Håkon Liu • Director
by Annika Pham
Håkon Liu was born in 1975 in Norway, to a Norwegian mother and Taiwanese father. After spending most of his youth in his father’s country, he came back to Scandinavia to study free art at Oslo National Academy, then filmmaking at the School of Directing in Göteborg. He directed several shorts and a TV series for SVT. His feature debut Miss Kicki [+see also:
film profile] has received rave reviews in the Swedish press and awards at various festivals, including a Special Mention in Pusan and the Rainer Werner Fassbinder Prize at Mannheim-Heidelberg. The film produced by Lizette Jonjic (Producer on the Move 2010) was the first-ever Swedish co-production with Taiwan.
Cineuropa: How did you get the idea for the film and how did you collaborate with scriptwriter Alex Haridi?
Håkon Liu: I started out with the idea of sending actress Pernilla August to Taiwan, simply because I couldn’t come up with a story for her that was set in Sweden. Somehow the ingredients seemed right and the story fell into place. So I took Alex, with whom I worked with before, to experience Taipei. We talked and talked for several days and in a few weeks he came up with the first draft.
How did you convince Pernilla August to play the lead role and how was your collaboration?
Before I presented the story to Pernilla, I exercised some emotional blackmail, making her realize that I wouldn’t be able to make the film if she turned it down. Nobody else could play the part, I really meant it. Luckily she said yes. And she loved the story.
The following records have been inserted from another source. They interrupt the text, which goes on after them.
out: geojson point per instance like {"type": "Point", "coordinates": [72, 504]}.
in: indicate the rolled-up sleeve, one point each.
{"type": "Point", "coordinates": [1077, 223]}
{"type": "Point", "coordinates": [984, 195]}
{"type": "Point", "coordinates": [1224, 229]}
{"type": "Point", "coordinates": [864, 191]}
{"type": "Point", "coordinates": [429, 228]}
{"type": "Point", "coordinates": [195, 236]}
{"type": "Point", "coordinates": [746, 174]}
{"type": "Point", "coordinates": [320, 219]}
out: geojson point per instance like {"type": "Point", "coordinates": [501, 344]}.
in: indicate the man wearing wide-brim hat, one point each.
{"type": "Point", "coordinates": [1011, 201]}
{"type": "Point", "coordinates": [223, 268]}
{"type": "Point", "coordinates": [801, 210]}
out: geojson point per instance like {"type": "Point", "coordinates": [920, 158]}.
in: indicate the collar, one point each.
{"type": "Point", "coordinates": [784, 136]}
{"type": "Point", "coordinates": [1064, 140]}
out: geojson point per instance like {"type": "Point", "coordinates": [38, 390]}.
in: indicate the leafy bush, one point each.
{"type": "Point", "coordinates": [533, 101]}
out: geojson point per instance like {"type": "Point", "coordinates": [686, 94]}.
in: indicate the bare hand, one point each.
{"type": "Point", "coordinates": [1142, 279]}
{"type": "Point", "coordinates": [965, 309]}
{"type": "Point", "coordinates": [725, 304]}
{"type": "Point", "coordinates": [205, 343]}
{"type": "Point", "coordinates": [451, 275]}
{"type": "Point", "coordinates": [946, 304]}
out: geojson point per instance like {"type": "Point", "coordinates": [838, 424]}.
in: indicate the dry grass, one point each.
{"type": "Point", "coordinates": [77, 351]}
Working with her was my best experience ever, both difficult and fantastic. Difficult because she sometimes was even more stubborn than me. Fantastic because her acting is gorgeous.
How was the experience of shooting the film in Taiwan, where you grew up?
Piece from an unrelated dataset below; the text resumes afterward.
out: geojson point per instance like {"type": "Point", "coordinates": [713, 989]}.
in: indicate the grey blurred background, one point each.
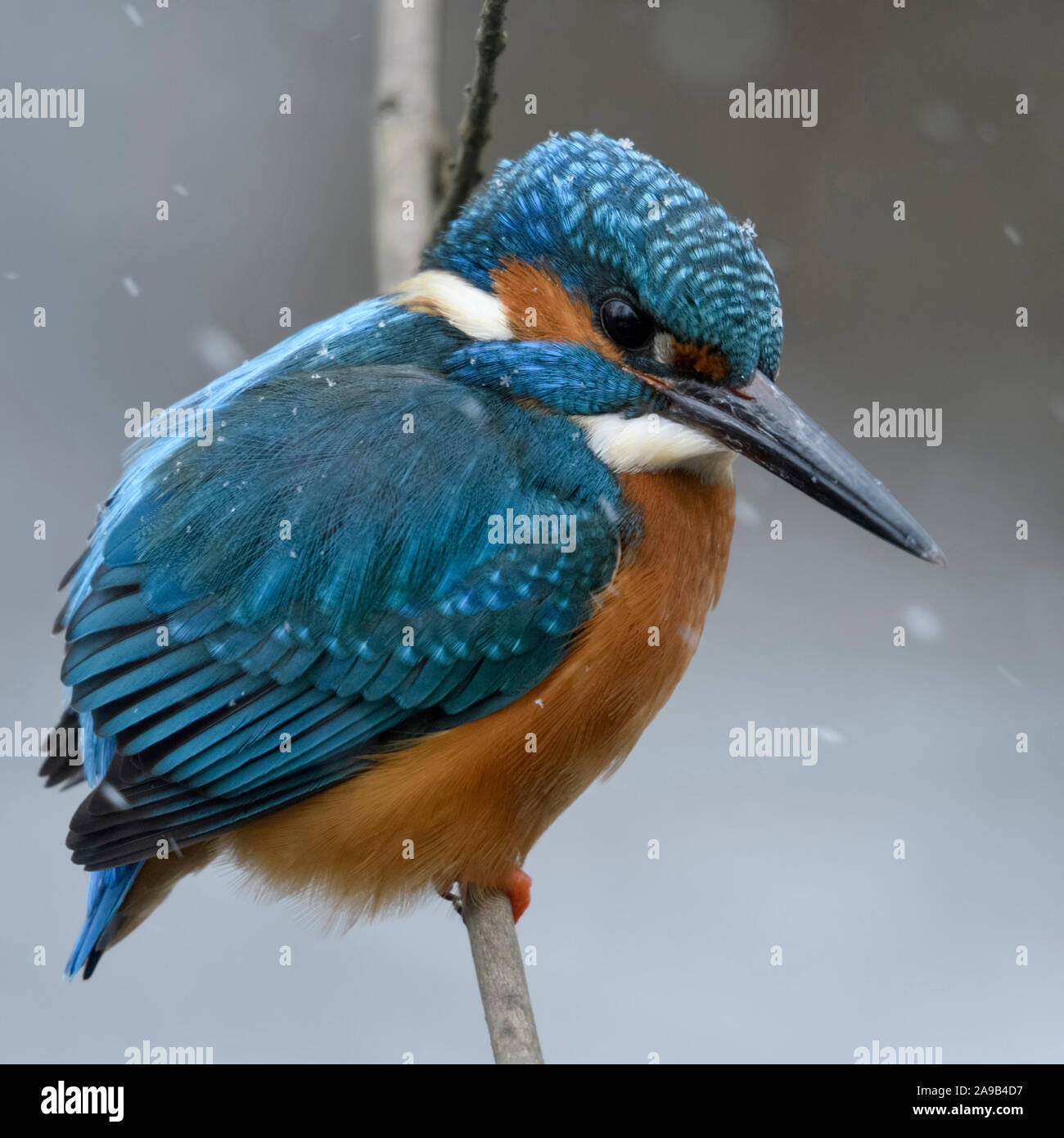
{"type": "Point", "coordinates": [634, 956]}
Tough and fun at the same time. My challenge was to balance the Taiwanese and the Swedish way of filmmaking. On one hand, filmmakers seem to be alike all over the world, sharing the same passion for film. On the other hand, when cultural misunderstandings came up, I was the only binding link, being half Chinese. Because these misunderstandings sometimes simply cannot be explained, everyone needed to be a bit more generous.
The film has been compared to Lost in Translation, with the hotel settings; vision of the city; mix of Swedish, Mandarin and English. Did you have this film in mind or other films when making Miss Kicki?
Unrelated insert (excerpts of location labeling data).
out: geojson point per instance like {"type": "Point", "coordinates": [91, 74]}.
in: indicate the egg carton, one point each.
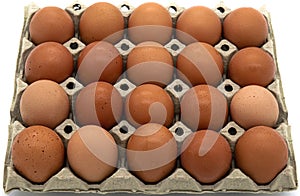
{"type": "Point", "coordinates": [122, 180]}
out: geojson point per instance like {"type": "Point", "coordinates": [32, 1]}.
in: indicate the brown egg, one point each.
{"type": "Point", "coordinates": [92, 153]}
{"type": "Point", "coordinates": [254, 105]}
{"type": "Point", "coordinates": [252, 65]}
{"type": "Point", "coordinates": [51, 24]}
{"type": "Point", "coordinates": [199, 23]}
{"type": "Point", "coordinates": [49, 60]}
{"type": "Point", "coordinates": [150, 22]}
{"type": "Point", "coordinates": [261, 153]}
{"type": "Point", "coordinates": [245, 27]}
{"type": "Point", "coordinates": [206, 155]}
{"type": "Point", "coordinates": [99, 103]}
{"type": "Point", "coordinates": [37, 153]}
{"type": "Point", "coordinates": [150, 62]}
{"type": "Point", "coordinates": [151, 153]}
{"type": "Point", "coordinates": [204, 107]}
{"type": "Point", "coordinates": [200, 63]}
{"type": "Point", "coordinates": [101, 21]}
{"type": "Point", "coordinates": [149, 103]}
{"type": "Point", "coordinates": [99, 61]}
{"type": "Point", "coordinates": [44, 102]}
Although I love the film, I thought of Lost in Translation as in things I didn’t want to do with mine. I wanted more intimate relationships with the locals and to avoid having too much fun with culture clashes. The alienation between mother and son is more apparent than the [clash] with Chinese culture. When shooting in Taiwan early humanistic works of Ang Lee and Hou Hsiao Hsien came up from my childhood and perhaps influenced me indirectly.
Producer Lizette Jonjic has been with you since your very first short film. Was that a comforting experience, to have her on board your feature debut?
Yes. Lizette and I are very loyal to each other, and she is very supportive of me, even if it means being brutally honest. We managed to stay tight and have fun even when Miss Kicki seemed impossible at times.
The film received rave reviews in the Swedish press. How was the film received by Swedish audiences? Has it sold to other territories? The film was very well received both in Sweden and Taiwan and it has been sold to several countries in Europe.
How does it feel to be Variety’s Choice at Karlovy Vary?
I’m very much looking forward to meeting the other talented directors, and since I am one of them, I feel a little bit talented myself and very honoured.
What’s your next project?
The title is Fuck Me, Kill Me, Hug Me and it’s a passionate love story about two teenage runaways.